Likewise, after an unintended flooding incident in the lab, scientists recorded an exceptionally prolonged multiday torpor in a golden spiny mouse, its body temperature falling to about 75°F (24°C).
Geiser says this greater flexibility in using torpor allows heterotherms to ride out catastrophic events. By contrast, homeothermic species can’t simply cut back their need for food and water and may be unable to endure prolonged adverse conditions.
“Perhaps there’s no food, perhaps no water, perhaps it’s very warm,” says ecophysiologist Julia Nowack of Liverpool John Moores University in England, a coauthor on the sugar glider study. Torpor, particularly in tropical regions, has “many different triggers.”
Different kinds of threats, such as predators, can also lead animals to lie low. The (aptly named) edible dormouse, for example, will sometimes enter extended periods of torpor in early summer. At first researchers were puzzled—why sleep through summer when temperatures are mild and food is plentiful, especially if it means missing opportunities to reproduce?
After examining years of data gathered by multiple teams, two researchers concluded that because spring and early summer are peak activity times for owls, these small, easily eaten animals were likely choosing to be torpid at night, safely concealed in underground burrows to avoid becoming prey. In a similar strategy to evade nocturnal predators, Fjelldal’s bats modify their torpor use slightly with the lunar phase, remaining torpid longer as the moon brightens and they grow easier to detect.

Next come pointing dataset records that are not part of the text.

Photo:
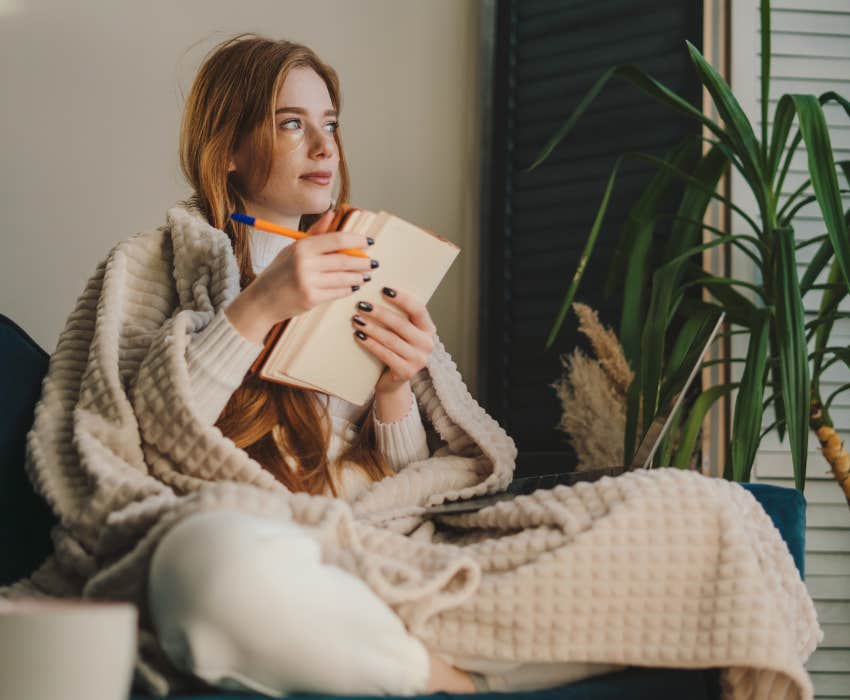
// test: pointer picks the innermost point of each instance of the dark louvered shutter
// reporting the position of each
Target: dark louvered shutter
(547, 55)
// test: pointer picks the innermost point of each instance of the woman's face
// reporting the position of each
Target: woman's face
(305, 122)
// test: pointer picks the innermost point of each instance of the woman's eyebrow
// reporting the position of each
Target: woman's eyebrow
(299, 110)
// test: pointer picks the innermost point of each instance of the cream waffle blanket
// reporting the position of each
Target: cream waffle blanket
(664, 568)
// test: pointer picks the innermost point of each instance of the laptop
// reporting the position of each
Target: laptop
(672, 394)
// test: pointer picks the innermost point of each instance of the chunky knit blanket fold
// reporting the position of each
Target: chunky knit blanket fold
(662, 568)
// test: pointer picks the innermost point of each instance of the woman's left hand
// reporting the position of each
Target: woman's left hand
(402, 342)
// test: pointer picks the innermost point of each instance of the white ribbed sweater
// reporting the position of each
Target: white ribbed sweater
(656, 568)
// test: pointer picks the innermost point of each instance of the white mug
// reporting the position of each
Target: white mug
(68, 649)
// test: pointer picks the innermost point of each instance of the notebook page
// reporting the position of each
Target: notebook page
(411, 260)
(301, 326)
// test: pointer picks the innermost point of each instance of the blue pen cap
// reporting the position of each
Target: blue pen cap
(243, 218)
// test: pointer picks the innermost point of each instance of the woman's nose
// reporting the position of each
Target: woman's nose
(323, 144)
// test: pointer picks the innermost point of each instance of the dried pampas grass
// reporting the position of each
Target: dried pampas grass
(593, 395)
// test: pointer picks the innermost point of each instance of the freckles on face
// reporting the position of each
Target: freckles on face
(305, 124)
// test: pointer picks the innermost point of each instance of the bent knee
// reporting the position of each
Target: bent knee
(207, 571)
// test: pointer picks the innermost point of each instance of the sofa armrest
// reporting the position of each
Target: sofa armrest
(787, 508)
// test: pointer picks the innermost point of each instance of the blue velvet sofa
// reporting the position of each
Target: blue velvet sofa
(25, 522)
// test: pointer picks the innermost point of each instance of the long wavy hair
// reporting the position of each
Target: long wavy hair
(232, 101)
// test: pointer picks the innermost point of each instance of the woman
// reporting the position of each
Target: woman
(182, 485)
(283, 168)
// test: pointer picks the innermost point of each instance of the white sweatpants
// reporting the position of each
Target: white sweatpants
(246, 603)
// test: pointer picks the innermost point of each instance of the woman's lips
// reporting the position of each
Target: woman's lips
(321, 181)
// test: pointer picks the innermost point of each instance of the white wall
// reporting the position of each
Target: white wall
(93, 93)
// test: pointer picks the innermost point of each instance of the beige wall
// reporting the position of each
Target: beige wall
(92, 102)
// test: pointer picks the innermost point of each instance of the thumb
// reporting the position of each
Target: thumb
(322, 224)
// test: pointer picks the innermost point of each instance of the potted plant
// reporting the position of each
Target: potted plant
(655, 276)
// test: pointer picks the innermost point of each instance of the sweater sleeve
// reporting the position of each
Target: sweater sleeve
(403, 441)
(218, 357)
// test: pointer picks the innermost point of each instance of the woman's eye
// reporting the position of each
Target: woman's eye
(334, 125)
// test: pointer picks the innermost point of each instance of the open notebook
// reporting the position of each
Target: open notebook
(317, 349)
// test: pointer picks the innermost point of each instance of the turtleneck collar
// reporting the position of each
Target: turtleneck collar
(264, 248)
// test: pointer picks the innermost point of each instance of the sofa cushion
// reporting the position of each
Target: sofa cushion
(25, 519)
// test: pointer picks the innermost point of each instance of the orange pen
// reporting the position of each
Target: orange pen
(264, 225)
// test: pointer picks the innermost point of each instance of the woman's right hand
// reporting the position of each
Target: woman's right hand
(303, 275)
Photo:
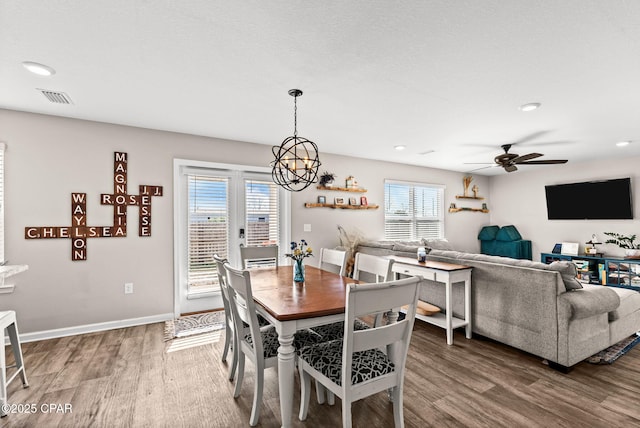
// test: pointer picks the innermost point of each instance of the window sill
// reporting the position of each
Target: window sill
(203, 294)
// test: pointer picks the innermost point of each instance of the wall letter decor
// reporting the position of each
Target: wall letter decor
(78, 232)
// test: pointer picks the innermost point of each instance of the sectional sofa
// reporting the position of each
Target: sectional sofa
(538, 308)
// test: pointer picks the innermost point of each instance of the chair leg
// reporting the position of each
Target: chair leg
(257, 394)
(3, 380)
(12, 329)
(240, 369)
(234, 362)
(346, 413)
(305, 393)
(320, 391)
(227, 343)
(331, 398)
(398, 414)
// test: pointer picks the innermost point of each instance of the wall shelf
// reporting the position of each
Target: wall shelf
(469, 197)
(343, 189)
(455, 210)
(343, 207)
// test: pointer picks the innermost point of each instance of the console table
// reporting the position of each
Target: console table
(447, 274)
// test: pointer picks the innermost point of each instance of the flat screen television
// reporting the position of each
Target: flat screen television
(591, 200)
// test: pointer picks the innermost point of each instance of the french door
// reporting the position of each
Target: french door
(217, 208)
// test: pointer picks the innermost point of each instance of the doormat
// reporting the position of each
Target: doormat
(190, 325)
(612, 353)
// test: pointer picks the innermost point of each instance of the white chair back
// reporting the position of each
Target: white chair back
(379, 267)
(255, 256)
(333, 260)
(354, 383)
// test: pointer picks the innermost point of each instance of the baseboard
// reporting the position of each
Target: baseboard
(91, 328)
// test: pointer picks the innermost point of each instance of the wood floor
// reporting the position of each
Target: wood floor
(126, 378)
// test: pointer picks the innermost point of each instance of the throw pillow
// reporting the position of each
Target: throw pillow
(488, 233)
(568, 271)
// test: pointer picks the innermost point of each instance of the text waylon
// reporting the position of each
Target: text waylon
(78, 232)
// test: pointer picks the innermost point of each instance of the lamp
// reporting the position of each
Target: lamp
(296, 159)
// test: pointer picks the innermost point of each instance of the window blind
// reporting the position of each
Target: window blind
(208, 228)
(262, 212)
(413, 211)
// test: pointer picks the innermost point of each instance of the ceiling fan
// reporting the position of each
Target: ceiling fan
(508, 161)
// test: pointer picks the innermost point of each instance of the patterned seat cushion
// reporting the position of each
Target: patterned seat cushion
(336, 330)
(326, 357)
(270, 343)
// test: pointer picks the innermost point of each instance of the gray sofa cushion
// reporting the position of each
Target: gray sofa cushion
(568, 271)
(629, 303)
(590, 301)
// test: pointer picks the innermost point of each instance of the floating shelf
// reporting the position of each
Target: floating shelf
(343, 207)
(343, 189)
(469, 197)
(455, 210)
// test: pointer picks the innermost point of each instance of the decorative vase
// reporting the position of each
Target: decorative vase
(298, 270)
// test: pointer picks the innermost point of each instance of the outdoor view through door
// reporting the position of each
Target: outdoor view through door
(222, 209)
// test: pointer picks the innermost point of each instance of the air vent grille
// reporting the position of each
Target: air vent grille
(56, 97)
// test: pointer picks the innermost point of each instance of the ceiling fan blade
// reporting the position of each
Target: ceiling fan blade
(544, 162)
(478, 169)
(526, 157)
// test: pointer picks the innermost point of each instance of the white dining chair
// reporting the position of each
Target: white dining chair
(264, 352)
(8, 322)
(333, 260)
(374, 268)
(355, 368)
(229, 325)
(255, 256)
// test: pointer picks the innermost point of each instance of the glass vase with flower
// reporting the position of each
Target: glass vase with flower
(299, 251)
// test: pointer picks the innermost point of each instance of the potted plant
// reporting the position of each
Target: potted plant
(626, 242)
(326, 179)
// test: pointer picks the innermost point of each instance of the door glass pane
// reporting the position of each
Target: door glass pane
(262, 209)
(208, 229)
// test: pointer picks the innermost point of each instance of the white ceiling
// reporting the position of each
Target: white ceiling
(446, 76)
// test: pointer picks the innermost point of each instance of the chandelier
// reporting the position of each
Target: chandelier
(296, 162)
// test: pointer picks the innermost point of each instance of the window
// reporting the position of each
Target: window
(217, 207)
(413, 211)
(208, 228)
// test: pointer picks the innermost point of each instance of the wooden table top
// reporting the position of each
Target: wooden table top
(323, 293)
(450, 267)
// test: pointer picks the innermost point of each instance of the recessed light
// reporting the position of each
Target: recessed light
(39, 69)
(529, 106)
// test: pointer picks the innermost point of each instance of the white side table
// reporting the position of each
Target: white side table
(447, 274)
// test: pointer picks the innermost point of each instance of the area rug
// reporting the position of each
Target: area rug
(190, 325)
(612, 353)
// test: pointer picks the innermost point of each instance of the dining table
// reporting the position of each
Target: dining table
(292, 306)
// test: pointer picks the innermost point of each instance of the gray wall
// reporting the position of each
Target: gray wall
(48, 158)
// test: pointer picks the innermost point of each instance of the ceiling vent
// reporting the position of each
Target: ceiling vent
(56, 97)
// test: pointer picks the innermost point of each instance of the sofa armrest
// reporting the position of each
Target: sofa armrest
(587, 302)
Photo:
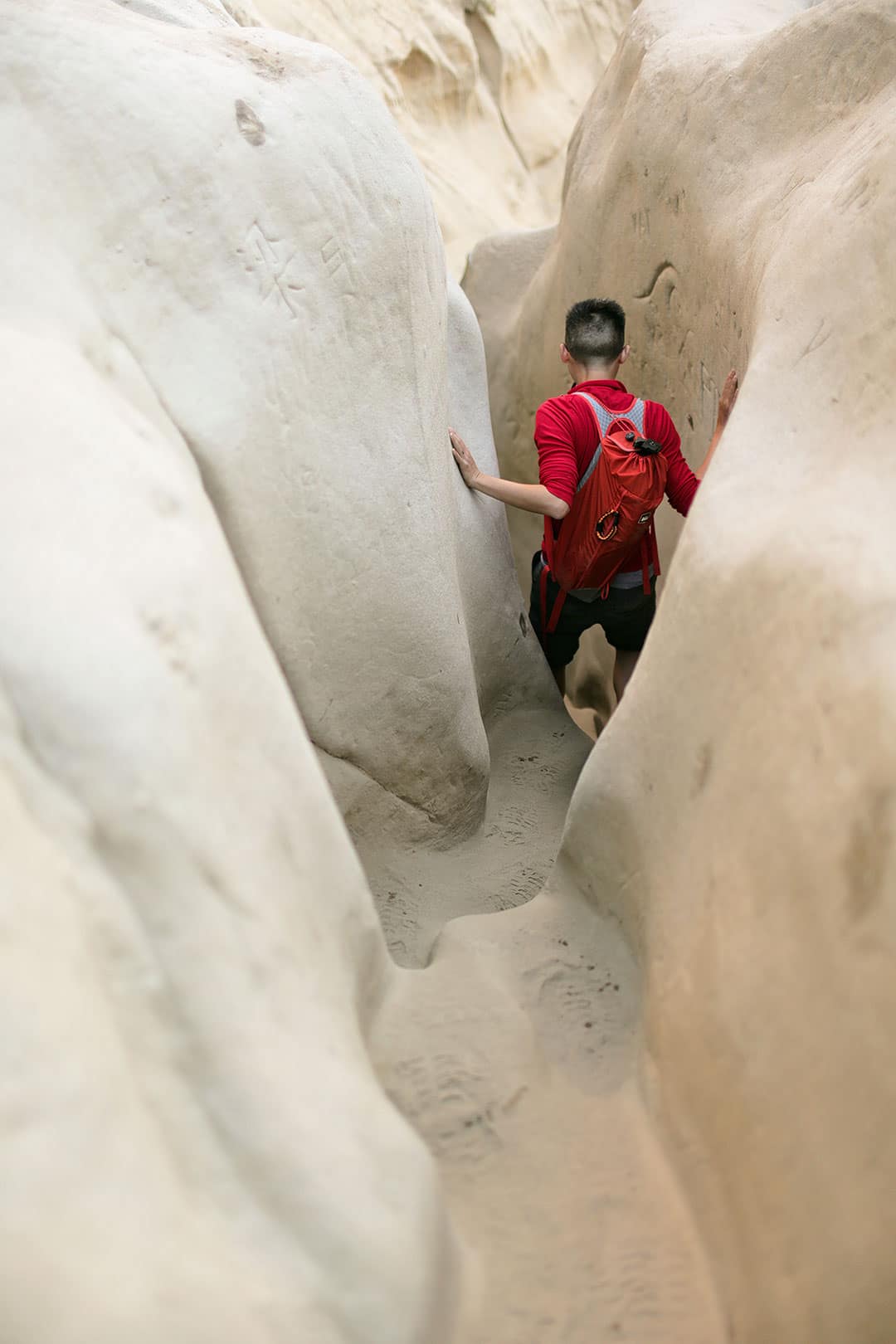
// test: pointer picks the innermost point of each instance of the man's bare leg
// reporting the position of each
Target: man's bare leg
(622, 670)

The fat-tailed dunnart, a mouse-like carnivorous marsupial native to Australia, is another species that stays subdued when predation risk increases. In one study, researchers placed dunnarts in two enclosure types: some with abundant ground cover created by plastic sheeting to simulate predator-protected habitat, and others with little cover to simulate higher predation risk. In the higher-risk enclosures, the animals foraged less and their body temperatures became more variable.